Sixth Stress Point -- How about the health of the mother?

Associated with the above.  Metritis and mastitis could be dangerous both to the bitch and the puppies.  Not too stressful, though, unless you have some reason to suspect that either is a problem.  Nipples do harden up if the puppies don't suck on them.  The back nipples have plenty of milk, but they're awfully big for a newborn puppy.  If those breasts harden and redden, you need to notice and milk them down a little by hand.  Also you need to check and make sure the milk from hard, red breasts looks normal, like milk.  If there's any sign of blood or pus, that's an emergency and above all keep the puppies away from that breast until you've called your vet and figured out what else to do.  But if you check your bitch regularly you should catch potential problems fast, and I can't see how you could avoid checking her all the time, aren't you always hovering over the puppies?  Stress about the mother's health hovers about a 3 unless it looks like something is going wrong (never happened to me so far).

 

Seventh Stress Point -- Selling puppies.

You need enough homes.  And they need to be good homes.  No selling one of my precious babies to some slick guy fronting for a puppy mill!  Or to somebody who will keep it crated all the time!  Or to somebody so ignorant she still thinks whapping a puppy with a newspaper is a fine idea!  Nope, a buyer needs to seem literate, informed and like she cares about quality as well as price, or I'm pretty suspicious about what kind of home she would provide.

There is stress as long as the last puppy that's for sale hasn't sold, and the stress gets worse as the puppy gets older and less cute.  As potential homes fall through or fail to materialize, the stress level tops out at, I don't know, about a 5 or 6?  Nobody's dying, nobody's in pain, Cavaliers are small and don't cost all that much to feed; now and then somebody is looking for an older puppy, so you'll sell that little guy eventually.  And above all, you just had four or so puppies, not eight or twelve, so they're not too insane to take care of.  Though housebreaking three or more puppies at a time is hard because you can only carry one puppy in each hand.  But maybe the puppy that doesn't sell will suddenly trot across the yard, you'll glance his way, and WOW he is a LOOKER!  Then, even if you didn't plan to keep a boy, maybe you'll decide he doesn't need a new home anyway, at least not until you see how he grows up.

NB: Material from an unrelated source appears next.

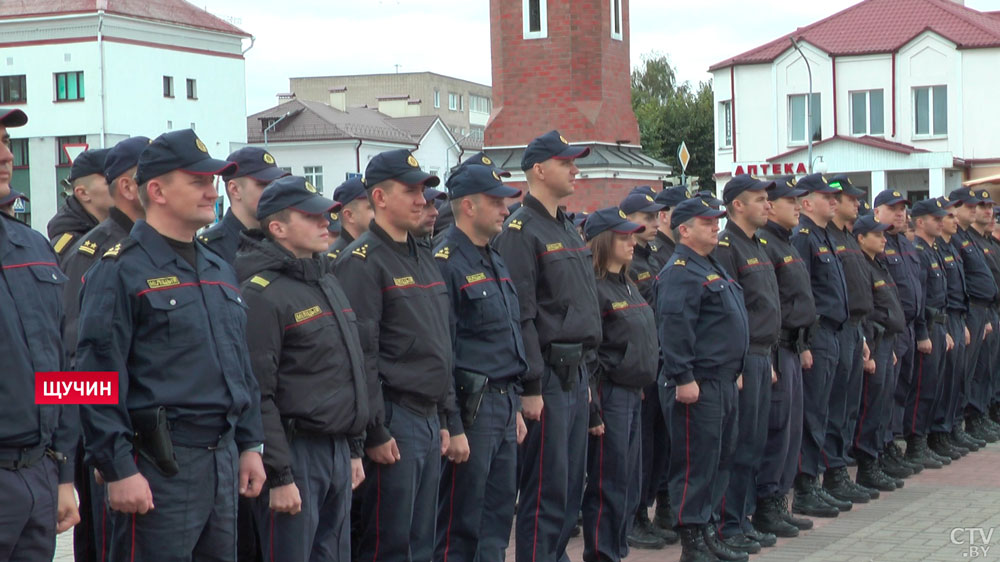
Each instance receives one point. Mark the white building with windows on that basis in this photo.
(99, 71)
(903, 96)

Even so, there is some stress as long as puppies that are for sale haven't sold.  You have incurred pretty serious expenses breeding this litter, and it would be nice to clear the expenses.  Good luck with that!  I'm still in the red, personally.

 

Why breed a litter if it's so stressful?

1.  To contribute to the general improvement of the breed.  No, really.  I can't help it if that sounds corny.

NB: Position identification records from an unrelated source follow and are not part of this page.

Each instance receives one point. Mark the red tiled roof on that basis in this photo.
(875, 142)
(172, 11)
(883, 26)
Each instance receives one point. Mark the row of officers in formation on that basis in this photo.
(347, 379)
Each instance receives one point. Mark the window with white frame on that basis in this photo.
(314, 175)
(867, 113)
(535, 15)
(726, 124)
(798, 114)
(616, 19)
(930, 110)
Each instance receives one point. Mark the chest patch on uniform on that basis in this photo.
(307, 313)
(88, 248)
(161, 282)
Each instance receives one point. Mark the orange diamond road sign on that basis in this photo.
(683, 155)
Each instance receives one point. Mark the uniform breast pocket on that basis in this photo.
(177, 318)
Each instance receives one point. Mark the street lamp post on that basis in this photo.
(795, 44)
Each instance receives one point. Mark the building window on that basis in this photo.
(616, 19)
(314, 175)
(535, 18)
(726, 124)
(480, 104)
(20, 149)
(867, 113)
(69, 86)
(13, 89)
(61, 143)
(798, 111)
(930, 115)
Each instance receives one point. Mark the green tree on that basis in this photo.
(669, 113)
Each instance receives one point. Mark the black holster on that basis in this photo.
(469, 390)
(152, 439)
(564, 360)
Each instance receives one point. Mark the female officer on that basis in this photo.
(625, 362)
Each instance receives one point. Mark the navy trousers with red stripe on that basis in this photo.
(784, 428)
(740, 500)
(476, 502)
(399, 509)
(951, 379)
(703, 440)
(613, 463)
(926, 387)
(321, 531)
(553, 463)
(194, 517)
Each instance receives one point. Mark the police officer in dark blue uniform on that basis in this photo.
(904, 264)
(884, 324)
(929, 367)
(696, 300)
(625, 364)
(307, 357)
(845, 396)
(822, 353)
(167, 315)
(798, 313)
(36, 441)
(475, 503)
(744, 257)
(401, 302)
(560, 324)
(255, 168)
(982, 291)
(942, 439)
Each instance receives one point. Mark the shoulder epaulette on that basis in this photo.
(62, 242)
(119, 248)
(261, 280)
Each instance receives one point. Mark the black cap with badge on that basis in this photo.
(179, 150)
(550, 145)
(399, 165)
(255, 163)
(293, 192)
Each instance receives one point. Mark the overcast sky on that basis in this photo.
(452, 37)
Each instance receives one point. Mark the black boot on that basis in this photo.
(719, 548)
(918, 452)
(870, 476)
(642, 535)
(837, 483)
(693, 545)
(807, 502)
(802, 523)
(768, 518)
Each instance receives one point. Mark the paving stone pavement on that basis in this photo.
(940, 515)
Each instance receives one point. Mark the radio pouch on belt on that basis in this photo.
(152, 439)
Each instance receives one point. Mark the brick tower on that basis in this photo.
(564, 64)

2.  To create beautiful dogs for you and others to love as pets and show off in the ring.

3.  Because it's a tremendous lift when a puppy buyer calls you three weeks after buying a puppy and tells you how great the puppy is and how the whole family loves him and they're so glad they bought him and he's just lovely and everyone admires him.  Or when you get a Christmas card a year after you sell the puppy and the buyers rave like that.  No one holds this out as a reason to breed, and I didn't expect it, but it's a great feeling, believe me.  Thank you for telling me you love your puppy!  It means a lot!

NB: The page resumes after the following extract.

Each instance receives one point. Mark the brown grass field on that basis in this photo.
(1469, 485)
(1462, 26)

4.  Because when I look at my Adora, I sometimes find myself thinking, I created this dog.  Without me, she wouldn't exist.  The world is just objectively a better place because Dora exists, and I created her. 

It is hard to describe the feeling this realization gives me.  Proud and possessive and smug and maternal and humble all at once.  I know that some of those feelings seem like they should be mutually exclusive.  I can't help that.

This feeling is an even less expected and even more powerful lift than hearing great things from puppy buyers.

I don't know why other people breed their dogs.  But that's why I breed mine.